‘New York Doll’ traces glam rocker’s journey
By CRAIG OUTHIER GET OUT

In the Mormon Church members are occasionally called upon to give their "testimony," a statement of faith, personal history and gratitude. Suffice to say, most testimonies don't include recollections of the seminal New York glam-punk scene, boozy nose dives out of hotel windows and a moment of religious revelation that the testifier describes as "an LSD trip from the Lord."

Then again, Arthur "Killer" Kane — who died last year of leukemia — was no ordinary Mormon.

In "New York Doll," documentary filmmaker Greg Whiteley captures Kane's extraordinary journey of faith, and it makes for a wonderful show — a wistful, enlightening epic of human failing and triumph.

Renowned (somewhat ironically for his workmanlike bass lines and lurchy stage presence as a founding member of The New York Dolls, Kane hit a rough patch after the group disbanded in the late ’70s: Alcoholism, unemployment, degradation — typical "Behind the Music" stuff.

Finally, in 1989, Kane saw the light. Penniless and desperate, holed up in a Hollywood fleabag, the fallen glam-god sent away for a free Book of Mormon and quickly embraced the faith's tenets of redemption and temperance. Goodbye, LSD. Hello, LDS. When Whiteley catches up with Kane, the one-time Dolls bassist is middle-aged, balding and doing part-time clerical work at the church's Family Research Center in Los Angeles.

A droll, reserved man who looks a bit like British actor Bill Nighy (“Love Actually”), Kane often starts sentences with the folksy preamble "Tell the truth," as in, "Tell the truth, this place makes my apartment look rinky-dink."

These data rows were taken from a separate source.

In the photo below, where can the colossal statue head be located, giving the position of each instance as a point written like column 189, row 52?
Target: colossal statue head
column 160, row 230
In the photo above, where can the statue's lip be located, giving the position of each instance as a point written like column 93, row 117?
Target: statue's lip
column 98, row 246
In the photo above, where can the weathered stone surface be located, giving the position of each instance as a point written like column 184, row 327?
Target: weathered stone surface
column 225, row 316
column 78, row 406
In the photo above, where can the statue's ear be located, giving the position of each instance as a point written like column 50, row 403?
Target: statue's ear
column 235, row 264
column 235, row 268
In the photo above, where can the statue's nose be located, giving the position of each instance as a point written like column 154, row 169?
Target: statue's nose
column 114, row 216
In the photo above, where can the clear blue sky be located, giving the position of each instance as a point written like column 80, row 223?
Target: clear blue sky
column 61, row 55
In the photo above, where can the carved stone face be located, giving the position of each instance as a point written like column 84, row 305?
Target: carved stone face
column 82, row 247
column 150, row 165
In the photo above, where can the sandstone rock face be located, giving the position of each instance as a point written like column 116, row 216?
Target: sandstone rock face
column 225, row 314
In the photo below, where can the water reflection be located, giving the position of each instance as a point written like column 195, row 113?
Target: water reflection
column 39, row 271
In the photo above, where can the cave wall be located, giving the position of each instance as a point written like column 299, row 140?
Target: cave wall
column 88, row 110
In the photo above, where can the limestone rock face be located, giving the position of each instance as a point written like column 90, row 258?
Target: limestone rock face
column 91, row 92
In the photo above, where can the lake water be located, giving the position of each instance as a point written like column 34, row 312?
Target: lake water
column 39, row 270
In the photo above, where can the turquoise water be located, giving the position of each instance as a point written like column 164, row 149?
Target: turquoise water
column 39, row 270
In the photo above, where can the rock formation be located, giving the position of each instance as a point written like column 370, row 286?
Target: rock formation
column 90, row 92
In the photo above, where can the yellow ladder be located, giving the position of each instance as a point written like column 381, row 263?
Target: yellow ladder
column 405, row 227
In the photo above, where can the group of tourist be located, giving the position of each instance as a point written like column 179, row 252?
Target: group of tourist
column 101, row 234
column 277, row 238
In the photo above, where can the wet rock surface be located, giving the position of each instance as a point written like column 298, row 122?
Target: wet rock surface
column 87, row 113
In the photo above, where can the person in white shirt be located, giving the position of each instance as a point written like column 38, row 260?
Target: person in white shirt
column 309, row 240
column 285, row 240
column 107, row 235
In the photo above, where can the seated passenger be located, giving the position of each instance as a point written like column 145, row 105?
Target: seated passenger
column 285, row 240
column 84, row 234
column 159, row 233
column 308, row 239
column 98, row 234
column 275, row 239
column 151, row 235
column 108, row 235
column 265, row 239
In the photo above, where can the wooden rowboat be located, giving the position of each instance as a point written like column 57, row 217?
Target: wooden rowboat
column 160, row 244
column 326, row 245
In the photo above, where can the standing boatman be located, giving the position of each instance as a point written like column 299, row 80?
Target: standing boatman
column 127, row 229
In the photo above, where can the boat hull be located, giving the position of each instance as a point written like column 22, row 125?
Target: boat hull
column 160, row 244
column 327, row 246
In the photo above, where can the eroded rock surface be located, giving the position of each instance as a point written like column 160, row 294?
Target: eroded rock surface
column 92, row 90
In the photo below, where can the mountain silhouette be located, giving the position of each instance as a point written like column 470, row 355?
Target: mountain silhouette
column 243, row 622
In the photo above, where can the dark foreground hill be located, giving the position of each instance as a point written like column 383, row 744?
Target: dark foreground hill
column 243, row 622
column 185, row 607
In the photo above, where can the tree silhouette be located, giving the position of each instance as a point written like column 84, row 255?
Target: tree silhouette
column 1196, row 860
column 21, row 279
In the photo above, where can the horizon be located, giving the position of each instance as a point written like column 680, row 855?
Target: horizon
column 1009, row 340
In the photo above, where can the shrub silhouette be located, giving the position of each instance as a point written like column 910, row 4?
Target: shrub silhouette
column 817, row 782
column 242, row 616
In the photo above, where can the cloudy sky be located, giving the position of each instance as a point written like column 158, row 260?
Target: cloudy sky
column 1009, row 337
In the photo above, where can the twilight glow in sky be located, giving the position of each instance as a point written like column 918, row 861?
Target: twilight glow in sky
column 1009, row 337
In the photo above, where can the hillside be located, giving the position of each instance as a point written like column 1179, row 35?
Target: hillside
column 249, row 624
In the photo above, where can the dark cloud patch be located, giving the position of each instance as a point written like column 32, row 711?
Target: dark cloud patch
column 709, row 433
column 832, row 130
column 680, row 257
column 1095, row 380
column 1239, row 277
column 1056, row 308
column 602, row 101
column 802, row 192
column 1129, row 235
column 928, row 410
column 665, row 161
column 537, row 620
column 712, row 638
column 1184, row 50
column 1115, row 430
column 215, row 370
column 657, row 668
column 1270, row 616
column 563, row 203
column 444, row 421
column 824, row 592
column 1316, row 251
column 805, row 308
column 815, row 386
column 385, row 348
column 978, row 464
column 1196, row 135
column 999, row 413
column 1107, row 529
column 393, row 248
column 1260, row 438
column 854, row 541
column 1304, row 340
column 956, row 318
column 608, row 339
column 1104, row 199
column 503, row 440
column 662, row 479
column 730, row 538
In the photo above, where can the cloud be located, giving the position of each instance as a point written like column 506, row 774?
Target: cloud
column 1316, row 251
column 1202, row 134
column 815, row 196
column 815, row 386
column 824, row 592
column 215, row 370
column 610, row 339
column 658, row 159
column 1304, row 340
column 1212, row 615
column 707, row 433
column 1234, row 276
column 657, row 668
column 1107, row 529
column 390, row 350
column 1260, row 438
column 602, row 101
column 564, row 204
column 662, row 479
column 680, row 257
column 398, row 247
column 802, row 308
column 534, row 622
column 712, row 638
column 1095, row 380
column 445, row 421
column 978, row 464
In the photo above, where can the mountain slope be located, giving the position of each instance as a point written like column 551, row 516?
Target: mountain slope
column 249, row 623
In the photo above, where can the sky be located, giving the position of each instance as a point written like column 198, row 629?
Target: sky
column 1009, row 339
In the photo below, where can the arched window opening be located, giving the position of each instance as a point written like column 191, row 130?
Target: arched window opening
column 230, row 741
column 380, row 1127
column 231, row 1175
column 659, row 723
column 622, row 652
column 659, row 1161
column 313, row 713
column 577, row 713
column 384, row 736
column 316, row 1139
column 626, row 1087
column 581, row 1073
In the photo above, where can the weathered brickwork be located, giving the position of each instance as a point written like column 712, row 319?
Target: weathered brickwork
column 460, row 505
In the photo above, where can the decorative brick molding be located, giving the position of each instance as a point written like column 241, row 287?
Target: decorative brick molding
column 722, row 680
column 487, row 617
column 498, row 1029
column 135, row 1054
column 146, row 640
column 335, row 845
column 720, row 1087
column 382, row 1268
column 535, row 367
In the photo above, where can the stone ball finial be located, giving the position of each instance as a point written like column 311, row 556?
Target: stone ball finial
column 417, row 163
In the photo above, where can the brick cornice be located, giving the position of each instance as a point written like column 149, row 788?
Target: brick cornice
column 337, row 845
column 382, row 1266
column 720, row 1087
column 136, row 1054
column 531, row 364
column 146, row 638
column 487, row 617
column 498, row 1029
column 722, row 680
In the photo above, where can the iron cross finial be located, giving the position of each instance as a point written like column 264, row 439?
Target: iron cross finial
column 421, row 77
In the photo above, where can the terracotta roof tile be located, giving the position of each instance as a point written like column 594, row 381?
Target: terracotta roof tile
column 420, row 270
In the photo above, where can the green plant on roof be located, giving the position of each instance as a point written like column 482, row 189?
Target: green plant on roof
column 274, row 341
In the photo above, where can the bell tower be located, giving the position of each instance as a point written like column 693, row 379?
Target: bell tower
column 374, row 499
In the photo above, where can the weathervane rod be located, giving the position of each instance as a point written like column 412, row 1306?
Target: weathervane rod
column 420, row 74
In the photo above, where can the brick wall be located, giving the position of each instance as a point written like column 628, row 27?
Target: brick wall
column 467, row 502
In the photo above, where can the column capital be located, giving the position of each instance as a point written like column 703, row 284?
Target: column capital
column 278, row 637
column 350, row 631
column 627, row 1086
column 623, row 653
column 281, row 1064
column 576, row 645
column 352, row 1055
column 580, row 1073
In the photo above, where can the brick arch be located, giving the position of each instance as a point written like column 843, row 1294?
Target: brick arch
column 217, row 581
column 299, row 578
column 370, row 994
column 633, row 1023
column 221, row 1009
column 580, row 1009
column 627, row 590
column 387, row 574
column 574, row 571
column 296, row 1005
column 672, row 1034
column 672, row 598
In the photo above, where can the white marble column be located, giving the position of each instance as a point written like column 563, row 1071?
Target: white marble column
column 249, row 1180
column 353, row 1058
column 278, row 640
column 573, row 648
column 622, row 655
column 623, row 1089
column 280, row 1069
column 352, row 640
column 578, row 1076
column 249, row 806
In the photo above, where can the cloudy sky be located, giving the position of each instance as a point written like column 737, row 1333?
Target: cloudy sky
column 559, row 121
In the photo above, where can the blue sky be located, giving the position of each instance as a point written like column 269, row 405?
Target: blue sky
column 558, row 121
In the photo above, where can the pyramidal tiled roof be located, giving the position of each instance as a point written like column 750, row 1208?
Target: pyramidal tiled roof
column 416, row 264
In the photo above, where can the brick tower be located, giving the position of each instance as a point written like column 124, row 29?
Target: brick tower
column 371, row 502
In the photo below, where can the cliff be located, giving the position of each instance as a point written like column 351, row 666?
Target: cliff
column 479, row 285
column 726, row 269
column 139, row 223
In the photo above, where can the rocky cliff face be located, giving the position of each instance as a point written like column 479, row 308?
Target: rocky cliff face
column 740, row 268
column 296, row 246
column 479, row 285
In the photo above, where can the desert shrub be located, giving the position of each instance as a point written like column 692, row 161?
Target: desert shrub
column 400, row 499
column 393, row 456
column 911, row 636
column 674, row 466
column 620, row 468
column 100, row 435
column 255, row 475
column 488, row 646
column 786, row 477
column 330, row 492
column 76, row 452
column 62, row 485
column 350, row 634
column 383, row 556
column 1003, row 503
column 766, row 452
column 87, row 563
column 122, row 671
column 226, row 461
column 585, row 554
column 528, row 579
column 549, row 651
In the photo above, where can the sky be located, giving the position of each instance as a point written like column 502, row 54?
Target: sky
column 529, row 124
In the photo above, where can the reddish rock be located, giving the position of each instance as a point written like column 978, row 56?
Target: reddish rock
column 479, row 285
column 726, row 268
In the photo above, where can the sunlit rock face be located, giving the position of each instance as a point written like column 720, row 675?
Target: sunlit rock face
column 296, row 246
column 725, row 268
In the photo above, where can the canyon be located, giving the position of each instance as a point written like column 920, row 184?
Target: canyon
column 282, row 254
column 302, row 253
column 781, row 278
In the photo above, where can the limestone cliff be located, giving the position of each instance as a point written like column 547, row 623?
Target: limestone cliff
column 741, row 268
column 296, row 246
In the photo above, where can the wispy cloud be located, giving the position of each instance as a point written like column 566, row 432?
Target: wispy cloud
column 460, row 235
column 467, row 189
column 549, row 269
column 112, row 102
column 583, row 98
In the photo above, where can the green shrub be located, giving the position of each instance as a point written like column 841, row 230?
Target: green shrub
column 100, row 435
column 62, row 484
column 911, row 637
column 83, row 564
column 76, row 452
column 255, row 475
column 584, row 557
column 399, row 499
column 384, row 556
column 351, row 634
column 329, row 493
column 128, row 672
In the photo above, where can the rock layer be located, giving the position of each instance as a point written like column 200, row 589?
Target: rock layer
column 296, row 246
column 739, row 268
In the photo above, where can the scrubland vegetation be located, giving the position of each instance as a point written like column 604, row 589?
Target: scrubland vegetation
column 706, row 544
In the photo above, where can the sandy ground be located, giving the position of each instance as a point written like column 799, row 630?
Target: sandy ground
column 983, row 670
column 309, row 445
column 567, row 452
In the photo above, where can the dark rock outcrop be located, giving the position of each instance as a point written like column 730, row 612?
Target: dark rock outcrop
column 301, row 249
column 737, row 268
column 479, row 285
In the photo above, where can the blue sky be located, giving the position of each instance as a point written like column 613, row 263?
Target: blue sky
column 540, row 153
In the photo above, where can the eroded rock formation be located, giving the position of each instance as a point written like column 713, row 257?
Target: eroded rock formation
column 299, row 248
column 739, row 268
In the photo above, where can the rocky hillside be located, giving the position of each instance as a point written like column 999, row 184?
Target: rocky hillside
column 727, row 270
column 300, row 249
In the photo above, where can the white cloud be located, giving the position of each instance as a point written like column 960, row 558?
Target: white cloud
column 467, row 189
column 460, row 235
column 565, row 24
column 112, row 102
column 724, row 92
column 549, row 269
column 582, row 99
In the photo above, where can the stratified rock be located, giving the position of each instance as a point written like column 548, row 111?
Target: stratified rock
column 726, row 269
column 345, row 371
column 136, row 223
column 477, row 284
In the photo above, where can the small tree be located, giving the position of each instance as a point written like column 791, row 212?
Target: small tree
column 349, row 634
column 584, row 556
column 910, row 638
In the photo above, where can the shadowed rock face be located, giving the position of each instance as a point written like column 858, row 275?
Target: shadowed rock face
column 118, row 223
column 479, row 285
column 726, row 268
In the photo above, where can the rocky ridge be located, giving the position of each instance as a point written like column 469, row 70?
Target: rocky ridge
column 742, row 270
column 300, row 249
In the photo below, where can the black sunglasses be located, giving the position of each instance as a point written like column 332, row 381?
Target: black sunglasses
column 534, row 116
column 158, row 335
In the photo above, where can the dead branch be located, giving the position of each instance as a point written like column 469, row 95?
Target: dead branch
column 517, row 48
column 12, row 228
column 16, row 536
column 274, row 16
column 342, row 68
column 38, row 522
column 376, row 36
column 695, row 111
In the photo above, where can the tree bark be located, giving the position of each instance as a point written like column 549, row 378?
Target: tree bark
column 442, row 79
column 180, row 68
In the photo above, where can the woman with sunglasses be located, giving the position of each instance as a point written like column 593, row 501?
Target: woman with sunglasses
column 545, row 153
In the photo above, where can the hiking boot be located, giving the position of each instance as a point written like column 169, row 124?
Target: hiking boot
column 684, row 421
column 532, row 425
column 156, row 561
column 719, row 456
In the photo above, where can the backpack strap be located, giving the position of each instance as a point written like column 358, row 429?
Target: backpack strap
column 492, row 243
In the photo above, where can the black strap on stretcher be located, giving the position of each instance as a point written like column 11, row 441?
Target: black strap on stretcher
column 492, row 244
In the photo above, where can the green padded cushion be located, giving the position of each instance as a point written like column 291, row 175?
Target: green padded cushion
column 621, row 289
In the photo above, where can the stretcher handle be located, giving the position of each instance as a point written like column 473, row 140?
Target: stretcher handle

Kane is also jazzed about a Dolls reunion performance in London hosted by former Smiths frontman Morrissey. It will be an opportunity for Kane to put aside his long-simmering feud with Dolls lead singer David Johansen (whose alter ego, Buster Poindexter, achieved some of the fame Kane always craved) and get right with his past.

With the help of Kane's church friends and such rock luminaries as Iggy Pop and Chrissie Hynde, director Whiteley reveals a dependent soul, but one who finds wisdom and peace poised between two strikingly different worlds.

Tell the truth, it's a testimony you'll never forget.